I just got a personal license and am trying to annotate text data for NER training with multiple entities (custom entities), for now I just want data annotation, and care less about model training.
I followed the tutorial and did the following
(1) created dataset:
prodigy dataset my_data “My data for Annotation”
(2) I have jsonl file with few records in json format – “tmp.jsonl”

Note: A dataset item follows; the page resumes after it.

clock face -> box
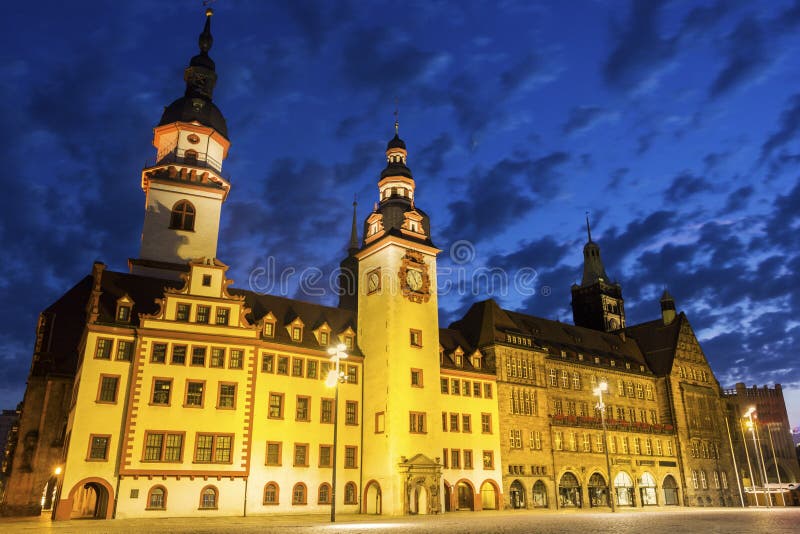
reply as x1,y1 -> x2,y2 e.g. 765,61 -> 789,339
406,269 -> 422,291
367,271 -> 381,293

(3) I tried ner.teach but I am not able to provide custom label, also ner.teach opens up web interface for one entity
prodigy ner.teach my_data en_core_web_sm tmp.jsonl
(4) I tried mark, but this doesn’t load any data
prodigy mark my_data tmp.jsonl --view-id ner_manual
All I wanted is to just annotate text on a set of custom entities.
You’re probably looking for the ner.manual recipe, which streams in your text, tokenizes it and asks you to label one or more spans of text. The --label argument lets you pass in one or more labels to annotate. For example:
Some background on the other recipes: Because ner.teach only asks you for binary feedback, it also only asks you for one entity at a time. You can still annotate multiple labels and multiple entities in the same text – just in separate steps. The mark recipe on the other hand streams in whatever you give it, without transforming your data. So if you set --view-id ner_manual, it also expects the data to be tokenized and in the correct format for the manual interface (see your PRODIGY_README.html for details if you’re interested).
No, what you’re doing is correct. The my_data dataset is where the answers will be saved when you submit them in the app.
In the “Progress” in the sidebar it says that the total number of annotations in your dataset is 5 – did you already annotate something with that dataset previously? And what happens if you create a completely new dataset and try again?
If that doesn’t work, what’s in your temp.jsonl? Can you show an example? And can you run the command with PRODIGY_LOGGING=basic and see if there’s anything suspicious in the logs? For example:
Yes I previously annotated my_data. But then, I dropped the dataset and re-created it with the same name, seems like dropping dataset doesn’t delete the table in SQLite.
When I created a dataset with a different name, it worked.